Modeling Meaning Associated with Documental Entities: Introducing the Brussels Quantum Approach

TL;DR

This paper applies the Brussels quantum approach to model the meaning of documental entities, like web documents, using quantum physics concepts such as superposition and interference, to better understand complex probabilistic data.

Contribution

It introduces a quantum-inspired framework for modeling document collections, distinguishing between physical documents and an abstract quantum Web, incorporating context effects beyond superposition.

Findings

Quantum approach models document meaning effectively.

Superposition alone is insufficient for all data types.
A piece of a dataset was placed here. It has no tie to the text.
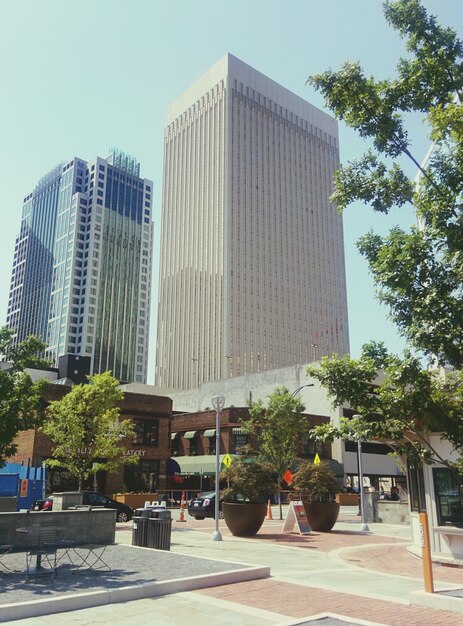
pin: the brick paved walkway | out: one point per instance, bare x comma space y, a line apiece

Context effects are essential for accurate modeling.

Abstract

We show that the Brussels operational-realistic approach to quantum physics and quantum cognition offers a fundamental strategy for modeling the meaning associated with collections of documental entities. To do so, we take the World Wide Web as a paradigmatic example and emphasize the importance of distinguishing the Web, made of printed documents, from a more abstract meaning entity, which we call the Quantum Web, or QWeb, where the former is considered to be the collection of traces that can be left by the latter, in specific measurements, similarly to how a non-spatial quantum entity, like an electron, can leave localized traces of impact on a detection screen. The double-slit experiment is extensively used to illustrate the rationale of the modeling, which is guided by how physicists constructed quantum theory to describe the behavior of the microscopic entities. We also emphasize that the superposition principle and the associated interference effects are not sufficient to model all experimental probabilistic data, like those obtained by counting the relative number of documents containing certain words and co-occurrences of words. For this, additional effects, like context effects, must also be taken into consideration.